I entered into a contract with Pedro, regarding the purchase of 40 square meters of land in Cavite. We agreed that I will pay 50 percent of the purchase price and the remaining balance shall be paid in six monthly installments. The down-payment was received personally by Pedro. When I went to Pedro’s residence to pay the first installment, his house helper informed me that Pedro left for abroad. I contacted Pedro through his phone and asked him who will receive the payment. He told me to just leave the payment with his helper and the latter will issue an acknowledgement receipt covering the said payment.
I followed the said method of payment for six months. When I was informed that Pedro had already returned, I immediately asked him for the transfer of the title of the said property to my name. However, he refused and claimed that his helper allegedly ran away with the money covering the instalments for two months. Pedro is now asking me to pay the amount taken by his helper, but I refused and claimed that I had already settled my obligation. Can Pedro collect from me again the amount taken by his helper?
Payment or performance is one mode of extinguishing an obligation under Article 1231 of the New Civil Code of the Philippines. Correlative thereto, Article 1240 states that “payment shall be made to the person in whose favor the obligation has been constituted or his successor in interest, or any person authorized to receive it.”

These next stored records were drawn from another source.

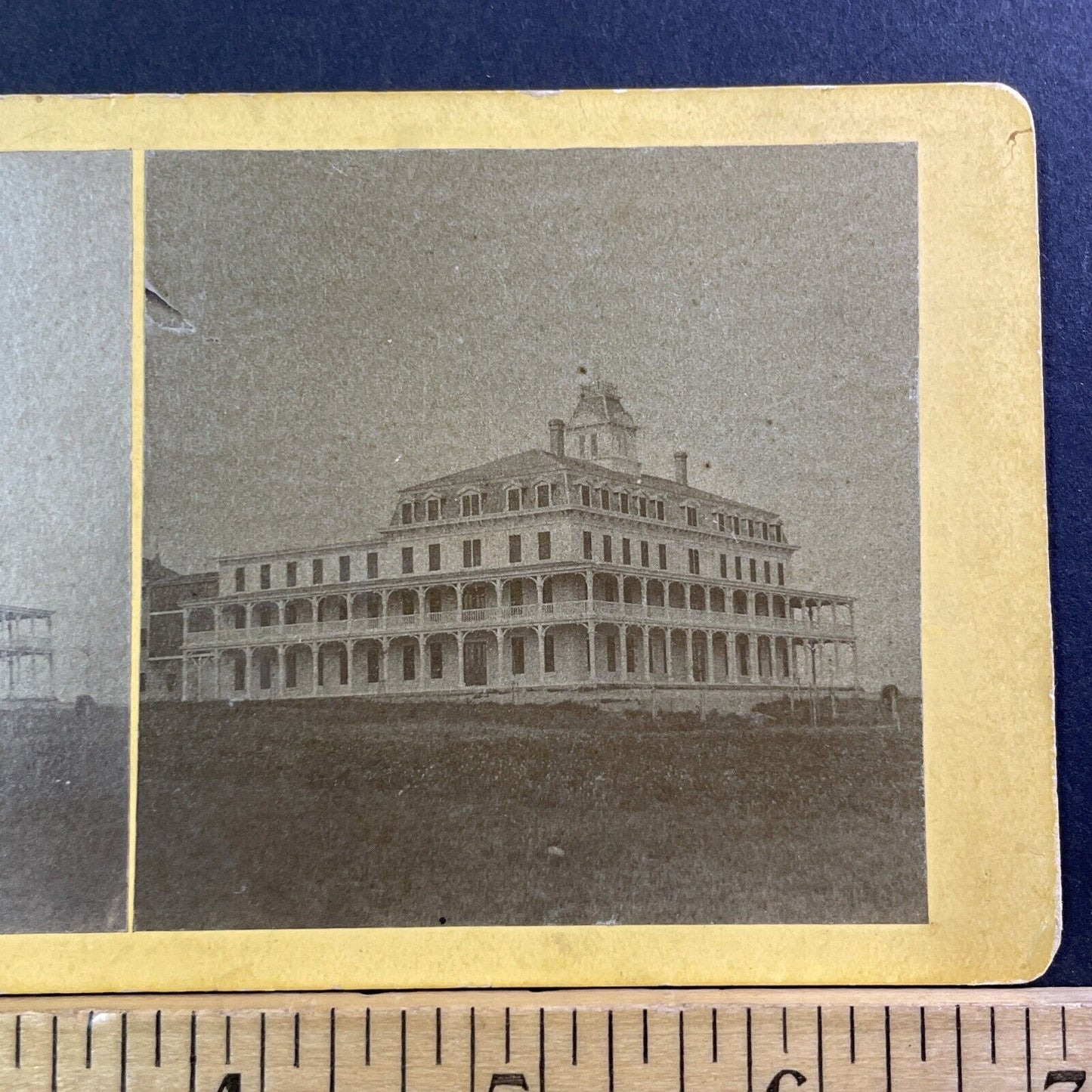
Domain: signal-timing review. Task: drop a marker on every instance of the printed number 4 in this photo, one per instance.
(1075, 1077)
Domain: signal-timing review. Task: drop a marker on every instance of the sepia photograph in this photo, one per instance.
(66, 301)
(530, 537)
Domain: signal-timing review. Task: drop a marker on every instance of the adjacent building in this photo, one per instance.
(562, 571)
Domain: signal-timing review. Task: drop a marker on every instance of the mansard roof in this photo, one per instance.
(532, 463)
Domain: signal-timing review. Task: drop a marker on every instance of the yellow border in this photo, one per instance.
(988, 676)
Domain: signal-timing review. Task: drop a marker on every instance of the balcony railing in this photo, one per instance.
(393, 625)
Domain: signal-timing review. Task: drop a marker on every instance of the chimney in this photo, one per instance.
(557, 437)
(680, 468)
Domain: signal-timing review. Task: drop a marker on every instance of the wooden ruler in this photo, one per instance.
(582, 1041)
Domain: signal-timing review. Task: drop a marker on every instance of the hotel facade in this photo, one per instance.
(565, 572)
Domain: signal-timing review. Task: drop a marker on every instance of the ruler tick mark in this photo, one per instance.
(887, 1045)
(193, 1052)
(1028, 1045)
(682, 1053)
(610, 1050)
(959, 1052)
(750, 1058)
(333, 1047)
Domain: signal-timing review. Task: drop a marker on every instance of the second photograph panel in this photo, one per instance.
(531, 537)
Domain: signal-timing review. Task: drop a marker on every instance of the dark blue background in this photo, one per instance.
(1041, 47)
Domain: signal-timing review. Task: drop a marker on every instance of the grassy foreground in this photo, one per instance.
(348, 814)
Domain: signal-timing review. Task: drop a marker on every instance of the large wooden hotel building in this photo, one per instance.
(566, 572)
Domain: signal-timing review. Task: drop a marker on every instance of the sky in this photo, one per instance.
(341, 324)
(64, 407)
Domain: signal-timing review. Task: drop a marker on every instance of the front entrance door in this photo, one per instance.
(474, 667)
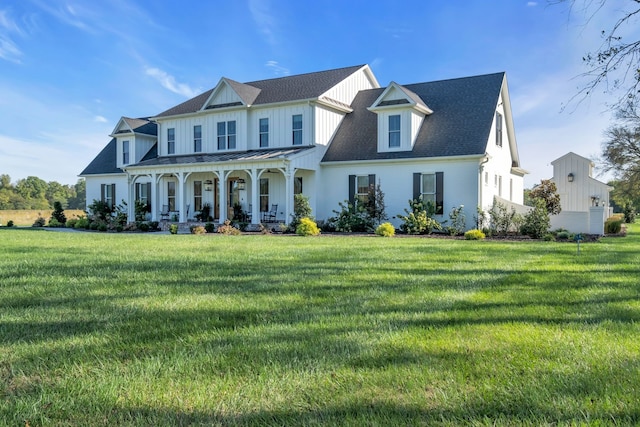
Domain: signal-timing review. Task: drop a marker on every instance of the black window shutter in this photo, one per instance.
(439, 193)
(417, 177)
(352, 188)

Please be guided also by the decision of the Supreme Court in the case of Spouses Dela Cruz vs Concepcion (G.R. No. 172825, October 11, 2012), where the Honorable Associate Justice Diosdado M. Peralta stated that:
“Payment made by the debtor to the person of the creditor or to one authorized by him or by the law to receive it extinguishes the obligation. When payment is made to the wrong party, however, the obligation is not extinguished as to the creditor who is without fault or negligence even if the debtor acted in utmost good faith and by mistake as to the person of the creditor or through error induced by fraud of a third person. In general, a payment in order to be effective to discharge an obligation, must be made to the proper person. Thus payment must be made to the obligee himself or to an agent having authority, express or implied, to receive the particular payment. Payment made to one having apparent authority to receive the money will, as a rule, be treated as though actual authority had been given for its receipt. Likewise, if payment is made to one who by law is authorized to act for the creditor, it will work a discharge. The receipt of money due on a judgment by an officer authorized by law to accept it will, therefore, satisfy the debt.”

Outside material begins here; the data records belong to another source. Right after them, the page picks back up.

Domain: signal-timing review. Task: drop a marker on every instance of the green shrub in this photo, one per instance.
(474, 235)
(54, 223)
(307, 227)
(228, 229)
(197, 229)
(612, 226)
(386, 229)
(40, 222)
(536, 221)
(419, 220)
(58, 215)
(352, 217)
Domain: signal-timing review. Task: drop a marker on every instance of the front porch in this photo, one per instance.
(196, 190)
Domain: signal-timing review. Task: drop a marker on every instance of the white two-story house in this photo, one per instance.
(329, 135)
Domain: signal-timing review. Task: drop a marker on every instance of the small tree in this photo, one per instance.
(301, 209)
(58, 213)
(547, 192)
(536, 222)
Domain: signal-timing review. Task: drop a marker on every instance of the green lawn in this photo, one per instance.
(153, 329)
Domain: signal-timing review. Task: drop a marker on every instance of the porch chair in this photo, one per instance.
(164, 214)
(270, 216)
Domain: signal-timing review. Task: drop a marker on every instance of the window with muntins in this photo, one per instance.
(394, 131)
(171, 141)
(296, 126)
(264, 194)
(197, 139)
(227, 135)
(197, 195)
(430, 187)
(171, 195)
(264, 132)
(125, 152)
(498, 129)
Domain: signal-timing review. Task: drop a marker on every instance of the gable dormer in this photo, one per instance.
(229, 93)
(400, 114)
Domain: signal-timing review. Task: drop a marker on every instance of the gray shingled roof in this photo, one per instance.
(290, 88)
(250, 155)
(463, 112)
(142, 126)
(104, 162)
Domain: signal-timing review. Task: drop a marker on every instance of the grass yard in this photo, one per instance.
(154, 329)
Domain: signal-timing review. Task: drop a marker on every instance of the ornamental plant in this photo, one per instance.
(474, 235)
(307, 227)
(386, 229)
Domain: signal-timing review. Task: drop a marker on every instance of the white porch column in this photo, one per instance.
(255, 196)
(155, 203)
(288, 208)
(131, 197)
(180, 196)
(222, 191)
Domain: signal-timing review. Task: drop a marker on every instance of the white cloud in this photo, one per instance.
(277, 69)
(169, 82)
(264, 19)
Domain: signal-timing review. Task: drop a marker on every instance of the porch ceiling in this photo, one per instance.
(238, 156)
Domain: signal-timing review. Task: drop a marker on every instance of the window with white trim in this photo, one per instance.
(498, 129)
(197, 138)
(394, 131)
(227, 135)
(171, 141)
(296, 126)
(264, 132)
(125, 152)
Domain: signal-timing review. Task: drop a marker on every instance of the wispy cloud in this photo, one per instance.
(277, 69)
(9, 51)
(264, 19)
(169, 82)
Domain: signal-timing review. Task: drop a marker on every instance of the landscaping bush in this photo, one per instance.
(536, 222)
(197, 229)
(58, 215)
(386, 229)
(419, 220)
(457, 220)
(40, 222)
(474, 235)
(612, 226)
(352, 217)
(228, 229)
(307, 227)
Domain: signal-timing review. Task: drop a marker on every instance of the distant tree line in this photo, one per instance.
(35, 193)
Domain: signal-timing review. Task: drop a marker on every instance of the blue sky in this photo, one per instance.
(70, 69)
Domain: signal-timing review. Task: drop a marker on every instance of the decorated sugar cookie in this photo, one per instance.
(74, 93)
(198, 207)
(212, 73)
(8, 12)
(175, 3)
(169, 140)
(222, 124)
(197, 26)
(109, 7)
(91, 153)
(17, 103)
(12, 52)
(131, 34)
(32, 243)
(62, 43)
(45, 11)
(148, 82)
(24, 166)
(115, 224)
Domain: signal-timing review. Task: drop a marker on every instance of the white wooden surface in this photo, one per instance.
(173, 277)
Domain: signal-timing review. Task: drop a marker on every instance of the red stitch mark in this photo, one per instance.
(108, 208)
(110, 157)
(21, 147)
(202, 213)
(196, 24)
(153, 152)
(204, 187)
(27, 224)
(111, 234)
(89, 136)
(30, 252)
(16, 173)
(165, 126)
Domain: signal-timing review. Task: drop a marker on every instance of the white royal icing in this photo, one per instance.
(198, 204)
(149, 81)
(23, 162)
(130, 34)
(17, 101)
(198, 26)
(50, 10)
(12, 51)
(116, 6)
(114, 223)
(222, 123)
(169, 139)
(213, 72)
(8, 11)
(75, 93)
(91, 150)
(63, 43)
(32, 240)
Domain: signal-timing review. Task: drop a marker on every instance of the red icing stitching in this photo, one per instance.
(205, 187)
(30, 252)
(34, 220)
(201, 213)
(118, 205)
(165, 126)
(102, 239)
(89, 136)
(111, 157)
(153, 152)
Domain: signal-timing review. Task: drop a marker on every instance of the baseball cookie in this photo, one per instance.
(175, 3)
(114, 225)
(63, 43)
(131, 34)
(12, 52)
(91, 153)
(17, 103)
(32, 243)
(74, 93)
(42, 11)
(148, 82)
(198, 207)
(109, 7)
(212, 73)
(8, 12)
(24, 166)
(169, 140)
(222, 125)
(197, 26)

Applying the abovementioned jurisprudence and provision of law in your case, it is clear that your obligation had already been extinguished by the payment you made to the helper of Pedro. His helper was acting on behalf of Pedro, as per the latter’s authority conveyed to you during your telephone conversation, and also the acknowledgment receipts issued. Hence, the payment made to the helper, who is the agent or representative, is deemed payment to the principal.
Again, we find it necessary to mention that this opinion is solely based on the facts you have narrated and our appreciation of the same. The opinion may vary when the facts are changed or elaborated.
We hope that we were able to enlighten you on the matter.